4 Replies Latest reply on Sep 25, 2013 2:13 AM by himanshu.gautam



      I am trying to use the PERSISTENT_MEM flag for buffer creation with a 7970 GPU. However, it appears to be behaving more like ALLOC_HOST_PTR, i.e. it seems to be transferring data from host to device for every NDRangeKernel call. clinfo shows that the driver version supports virtual memory, but it does not indicate the presence of the 'cl_amd_device_persistent_memory' extension. Is there something extra I have to do to enable that extension, other than installing the 13.1 version driver? I have attached my clinfo output in case that helps.

        • Re: CL_MEM_USE_PERSISTENT_MEM_AMD and Linux

          Please run "BufferBandwidth" AMD APP SDK. One of the options is to use PERSISTENT AMD flag.

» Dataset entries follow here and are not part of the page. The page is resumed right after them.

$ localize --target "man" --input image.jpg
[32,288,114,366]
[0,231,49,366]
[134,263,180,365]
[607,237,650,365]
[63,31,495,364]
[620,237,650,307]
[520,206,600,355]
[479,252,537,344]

          That will tell you the story of your machine.


          However, I dont think "Persistent AMD" flag is a part of extension... But I am not 100% sure.


          PersistentAMD flag is usually used for "writing" from CPU side....and "reading/writing" from GPU side.

          Is your usage in accordance with the statement above?

            • Re: CL_MEM_USE_PERSISTENT_MEM_AMD and Linux



              It may appear a very naive question but i thought its the best platform to ask. I am trying to improve the performance of my code so i thought to vary flags for buffer creation. I was of the view that CL_MEM_USE_PERSISTENT_MEM_AMD would give the least execution time but the results didn't show the same. I ran the BufferBandwidth example as pointed by you and it passed but the Gbps values were really low when i set input, output and copy flags as 6(CL_MEM_USE_PERSISTENT_MEM_AMD) as compared to default settings for all the 4 tests.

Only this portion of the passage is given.